Looking back at all that, raiding was most stressing in the beginning. Raid encounters have less room for error, and coordinating 20 or 40 people is a challenge in itself. We started in Zul'Gurub and eventually proceeded up to Hakkar. In the beginning, the most difficult thing to understand was cause-and-effect on bosses. Once you saw all their attacks in action and wiped due to them, the tactics started to be obvious. But that took a lot of wiping and a lot of bitter moments acknowledging that a certain boss wouldn't go down that night.

At the same time, I got my introduction in the so-called purple fever and the drama it can cause on guilds. Especially on bosses that you can down only rarely, seeing that once piece of loot you want drop can induce the "me me me"-syndrome in the best of people. If you don't know when you'll get another chance, you'll want to make the most of the chance you have now.

With the second guild, I got a taste of an another frustration in raiding: Not being able to kill a boss solely because of bad class balance or poor attendance. On day 2 in the new guild, half of the members left and founded a new guild. They were killing Majordomo Executus when I joined, and couldn't even get a Zul'Gurub group up at the worst.

So, on to guild number three. Jackpot. A casual guild that was close to killing Ragnaros when I joined. While being able to breeze through those encounters that were a headache before was certainly a bonus, the best thing was the atmosphere. Raids were not all-serious, nor required intense blame games after wipes. They were places to joke around and chat while getting nice loot.

In my opinion, there were two major reasons contributing to the atmosphere. First of all, it was a PvE guild, pure and simple. Everyone knew that PvE was why everyone was there for. Raids were not a distraction or something you did to keep existing members. It was the primary purpose of the guild, so people actually did prepare for raids. People did read tactics and discuss about what they needed to do. People who didn't know some details, were instructed without judging. People prepared their gear and consumables. And when the fight started, everyone was focused. Knowing that people next to you were doing their best was very reassuring.

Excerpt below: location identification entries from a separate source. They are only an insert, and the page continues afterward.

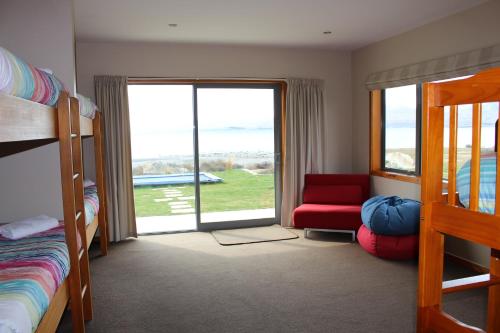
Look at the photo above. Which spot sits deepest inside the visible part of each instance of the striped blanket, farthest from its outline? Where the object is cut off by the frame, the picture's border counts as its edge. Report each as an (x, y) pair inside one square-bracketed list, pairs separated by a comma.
[(487, 184), (18, 78), (91, 204), (31, 270), (21, 79)]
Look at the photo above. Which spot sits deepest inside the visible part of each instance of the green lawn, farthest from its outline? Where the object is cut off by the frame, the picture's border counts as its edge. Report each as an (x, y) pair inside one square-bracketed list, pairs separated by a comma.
[(240, 190)]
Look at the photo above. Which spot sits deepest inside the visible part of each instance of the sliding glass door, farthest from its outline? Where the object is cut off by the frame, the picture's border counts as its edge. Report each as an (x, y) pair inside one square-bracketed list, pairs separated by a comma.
[(205, 156), (238, 142), (161, 124)]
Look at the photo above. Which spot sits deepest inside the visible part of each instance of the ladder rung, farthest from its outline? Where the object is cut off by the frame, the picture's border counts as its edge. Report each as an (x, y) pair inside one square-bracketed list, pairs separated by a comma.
[(80, 254), (84, 290), (478, 281)]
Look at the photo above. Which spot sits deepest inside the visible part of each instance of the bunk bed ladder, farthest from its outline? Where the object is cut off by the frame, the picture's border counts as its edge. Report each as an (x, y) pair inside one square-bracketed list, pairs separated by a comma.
[(74, 212)]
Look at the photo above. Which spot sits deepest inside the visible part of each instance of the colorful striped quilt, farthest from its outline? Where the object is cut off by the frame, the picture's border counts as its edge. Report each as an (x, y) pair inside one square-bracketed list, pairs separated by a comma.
[(91, 201), (487, 184), (21, 79), (31, 270), (18, 78)]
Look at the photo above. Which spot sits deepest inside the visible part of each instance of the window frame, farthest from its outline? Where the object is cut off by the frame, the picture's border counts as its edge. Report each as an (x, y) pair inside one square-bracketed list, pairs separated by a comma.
[(418, 135), (377, 135)]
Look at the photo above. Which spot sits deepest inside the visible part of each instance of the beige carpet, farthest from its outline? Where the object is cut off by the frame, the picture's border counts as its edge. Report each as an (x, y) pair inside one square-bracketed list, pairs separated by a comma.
[(240, 236), (189, 283)]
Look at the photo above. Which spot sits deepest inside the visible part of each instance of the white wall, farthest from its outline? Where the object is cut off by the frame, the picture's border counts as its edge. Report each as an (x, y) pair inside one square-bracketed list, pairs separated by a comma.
[(213, 61), (40, 32), (468, 30)]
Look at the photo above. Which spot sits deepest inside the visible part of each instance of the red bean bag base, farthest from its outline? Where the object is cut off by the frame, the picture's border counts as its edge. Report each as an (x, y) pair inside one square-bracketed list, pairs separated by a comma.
[(388, 247)]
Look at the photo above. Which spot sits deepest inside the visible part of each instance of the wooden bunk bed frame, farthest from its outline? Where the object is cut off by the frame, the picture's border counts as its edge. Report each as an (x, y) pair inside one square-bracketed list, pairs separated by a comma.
[(25, 125), (441, 214)]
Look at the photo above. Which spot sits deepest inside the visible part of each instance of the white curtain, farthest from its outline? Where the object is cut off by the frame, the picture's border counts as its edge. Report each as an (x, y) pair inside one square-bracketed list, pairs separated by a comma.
[(304, 143), (461, 64), (112, 100)]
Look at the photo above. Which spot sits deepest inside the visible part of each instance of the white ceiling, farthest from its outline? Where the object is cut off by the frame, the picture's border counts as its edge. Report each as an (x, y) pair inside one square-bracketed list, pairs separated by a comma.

The second major contributing factor was the loot system. Unlike the DKP system we used on the other guilds, this one uses a loot council. Because the councilors do reward sportsmanship, good attitude and generousity in addition to the usual metrics, boss kills ceased to be bloody fights about loot. Allowing someone else to get loot meant that you had better chances of getting loot later.

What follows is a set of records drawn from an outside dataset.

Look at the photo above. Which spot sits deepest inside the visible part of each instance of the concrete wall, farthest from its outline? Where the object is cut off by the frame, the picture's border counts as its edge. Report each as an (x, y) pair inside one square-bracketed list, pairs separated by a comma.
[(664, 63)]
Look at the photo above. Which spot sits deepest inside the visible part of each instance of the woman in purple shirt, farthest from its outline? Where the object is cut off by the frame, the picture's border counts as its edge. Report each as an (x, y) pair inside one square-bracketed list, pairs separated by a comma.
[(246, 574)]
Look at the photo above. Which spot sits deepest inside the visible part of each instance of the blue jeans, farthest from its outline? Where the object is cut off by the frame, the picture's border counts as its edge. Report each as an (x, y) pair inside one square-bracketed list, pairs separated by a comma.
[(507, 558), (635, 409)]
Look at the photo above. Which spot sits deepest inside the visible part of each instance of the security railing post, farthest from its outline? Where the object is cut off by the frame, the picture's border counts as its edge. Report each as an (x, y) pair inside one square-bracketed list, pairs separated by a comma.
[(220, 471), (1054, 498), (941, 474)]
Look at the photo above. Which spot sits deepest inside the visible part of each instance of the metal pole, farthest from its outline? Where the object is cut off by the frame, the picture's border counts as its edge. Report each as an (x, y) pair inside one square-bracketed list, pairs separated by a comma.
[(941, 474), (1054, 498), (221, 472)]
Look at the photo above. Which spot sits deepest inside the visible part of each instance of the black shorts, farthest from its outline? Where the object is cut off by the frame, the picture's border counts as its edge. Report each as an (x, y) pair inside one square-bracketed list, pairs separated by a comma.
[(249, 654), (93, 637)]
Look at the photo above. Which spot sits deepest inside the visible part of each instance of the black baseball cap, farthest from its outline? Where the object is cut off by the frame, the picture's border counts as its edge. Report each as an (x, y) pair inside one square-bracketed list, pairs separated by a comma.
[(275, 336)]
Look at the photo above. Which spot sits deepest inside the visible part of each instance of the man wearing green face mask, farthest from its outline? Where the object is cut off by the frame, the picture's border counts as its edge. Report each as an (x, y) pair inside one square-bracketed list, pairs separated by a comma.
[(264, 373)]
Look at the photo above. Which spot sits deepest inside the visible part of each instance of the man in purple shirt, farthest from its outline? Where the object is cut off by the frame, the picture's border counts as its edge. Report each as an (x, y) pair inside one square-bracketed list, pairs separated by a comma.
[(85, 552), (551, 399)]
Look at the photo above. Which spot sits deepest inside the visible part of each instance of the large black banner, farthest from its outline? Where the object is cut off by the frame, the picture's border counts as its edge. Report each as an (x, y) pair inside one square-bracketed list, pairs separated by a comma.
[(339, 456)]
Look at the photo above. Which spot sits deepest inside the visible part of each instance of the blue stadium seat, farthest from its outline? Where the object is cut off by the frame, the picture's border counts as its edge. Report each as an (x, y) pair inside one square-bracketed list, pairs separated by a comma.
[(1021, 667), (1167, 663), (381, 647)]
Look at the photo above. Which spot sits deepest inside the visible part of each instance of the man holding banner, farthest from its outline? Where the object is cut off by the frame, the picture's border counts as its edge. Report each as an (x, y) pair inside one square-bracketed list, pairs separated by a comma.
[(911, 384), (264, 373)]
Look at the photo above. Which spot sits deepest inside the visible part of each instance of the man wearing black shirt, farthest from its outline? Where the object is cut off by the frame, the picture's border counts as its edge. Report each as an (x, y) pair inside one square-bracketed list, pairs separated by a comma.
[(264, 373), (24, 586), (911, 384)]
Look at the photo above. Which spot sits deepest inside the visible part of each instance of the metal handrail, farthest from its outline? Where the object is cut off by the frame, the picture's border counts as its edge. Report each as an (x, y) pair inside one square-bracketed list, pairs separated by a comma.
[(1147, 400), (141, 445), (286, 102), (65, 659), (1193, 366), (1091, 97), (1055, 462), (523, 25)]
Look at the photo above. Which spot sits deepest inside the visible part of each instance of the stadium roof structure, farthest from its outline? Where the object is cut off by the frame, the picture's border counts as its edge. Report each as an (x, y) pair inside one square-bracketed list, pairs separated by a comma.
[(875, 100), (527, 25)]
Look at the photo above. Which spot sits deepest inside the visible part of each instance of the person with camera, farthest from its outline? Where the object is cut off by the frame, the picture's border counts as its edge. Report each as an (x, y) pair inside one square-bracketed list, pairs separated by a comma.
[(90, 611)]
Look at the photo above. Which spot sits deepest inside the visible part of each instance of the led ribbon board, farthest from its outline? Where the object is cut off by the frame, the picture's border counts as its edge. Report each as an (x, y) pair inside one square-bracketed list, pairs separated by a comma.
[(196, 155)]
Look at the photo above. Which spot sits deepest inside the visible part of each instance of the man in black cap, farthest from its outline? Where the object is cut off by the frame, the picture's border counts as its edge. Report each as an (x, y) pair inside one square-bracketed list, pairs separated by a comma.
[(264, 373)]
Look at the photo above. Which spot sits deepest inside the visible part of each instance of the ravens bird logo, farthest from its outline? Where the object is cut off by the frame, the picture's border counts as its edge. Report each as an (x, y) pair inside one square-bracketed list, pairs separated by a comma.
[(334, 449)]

Sure, we wipe. Sure, sometimes tempers do flare afterwards. But day-to-day raiding is mostly hassle-free. We go in, have fun and kill bosses and get nice loot while doing it. We do focus just enough to take farmable bosses down. We're the kind of people who run to Garr's adds to get a free flight across the room. We have healers that moonfire Mandokir down. Our rogues tank Vaelastraz if the tanks are down. Our warlocks tank Onyxia. But we do have full focus on progress raids. We might not be the fastest guild progressing in endgame, but we do have loads of fun on the way.